In May, Judge sent Diaz a letter addressing violations of the city’s bicycle helmet law, noting concerns about disproportionate enforcement, especially among Black, Native and homeless riders.
The discussions with SPD, which have included representatives from groups such as the ACLU, Central Seattle Greenways, Equal Rights Washington and Public Health — Seattle & King County, grew from there and resulted in the changes Diaz announced Friday, Judge said in a phone interview.
Back in February, for instance, Central Seattle Greenways, which advocates for safe streets in the Central District and on Capitol Hill, addressed the issue of bike helmets on its website:
“We believe that unnecessary contact between police and people who bike should be minimized, and that Black, Indigenous, and homeless riders should not disproportionately bear the burden of helmet citations in Seattle. While helmets can reduce head injuries in some crashes, we are concerned that the helmet law does more harm than good.”

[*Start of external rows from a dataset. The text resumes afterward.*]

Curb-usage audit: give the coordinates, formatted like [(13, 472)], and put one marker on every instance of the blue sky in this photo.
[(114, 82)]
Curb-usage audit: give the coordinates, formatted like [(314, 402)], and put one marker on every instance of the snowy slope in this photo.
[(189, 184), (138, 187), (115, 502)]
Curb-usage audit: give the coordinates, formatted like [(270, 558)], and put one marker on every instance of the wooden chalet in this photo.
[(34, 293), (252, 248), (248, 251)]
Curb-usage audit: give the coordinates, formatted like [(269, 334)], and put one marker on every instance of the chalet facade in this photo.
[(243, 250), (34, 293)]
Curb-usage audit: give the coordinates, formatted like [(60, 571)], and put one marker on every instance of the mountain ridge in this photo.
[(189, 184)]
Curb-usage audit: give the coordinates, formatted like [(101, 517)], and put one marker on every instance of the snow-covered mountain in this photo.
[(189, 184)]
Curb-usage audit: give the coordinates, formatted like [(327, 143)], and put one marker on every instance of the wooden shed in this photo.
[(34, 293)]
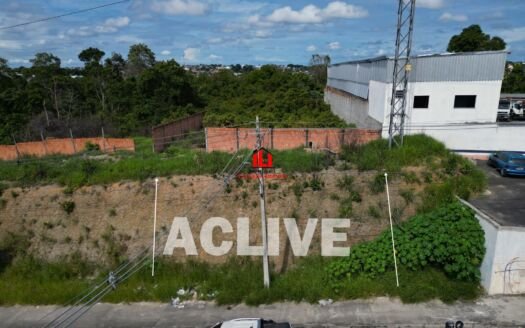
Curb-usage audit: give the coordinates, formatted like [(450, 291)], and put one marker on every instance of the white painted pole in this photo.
[(154, 228), (391, 228)]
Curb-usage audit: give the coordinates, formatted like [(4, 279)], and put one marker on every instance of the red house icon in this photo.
[(262, 158)]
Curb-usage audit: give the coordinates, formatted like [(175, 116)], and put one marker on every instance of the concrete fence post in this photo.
[(16, 148), (72, 141), (237, 137), (306, 138), (103, 140), (43, 142)]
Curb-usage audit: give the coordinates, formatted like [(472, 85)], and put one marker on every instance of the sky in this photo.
[(248, 32)]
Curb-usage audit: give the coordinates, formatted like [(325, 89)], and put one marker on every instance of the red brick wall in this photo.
[(63, 147), (231, 139)]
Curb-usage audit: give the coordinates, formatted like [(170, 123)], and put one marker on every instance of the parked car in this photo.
[(251, 323), (504, 110), (508, 163), (517, 110)]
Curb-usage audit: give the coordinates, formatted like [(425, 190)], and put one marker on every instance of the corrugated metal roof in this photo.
[(354, 77)]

Judge said more changes are in the works for what she described as a “rolling project” to reduce traffic stops and potential negative interactions between officers and members of the community.
“I think it is one way to start confronting disparity in enforcement,” she said. “This is the first set of violations where there isn’t a strong nexus to safety. [Not enforcing them is] not going to make people less safe as pedestrians or motorists but they will reduce negative interactions with a police officer and the danger that can sometimes erupt in those situations.”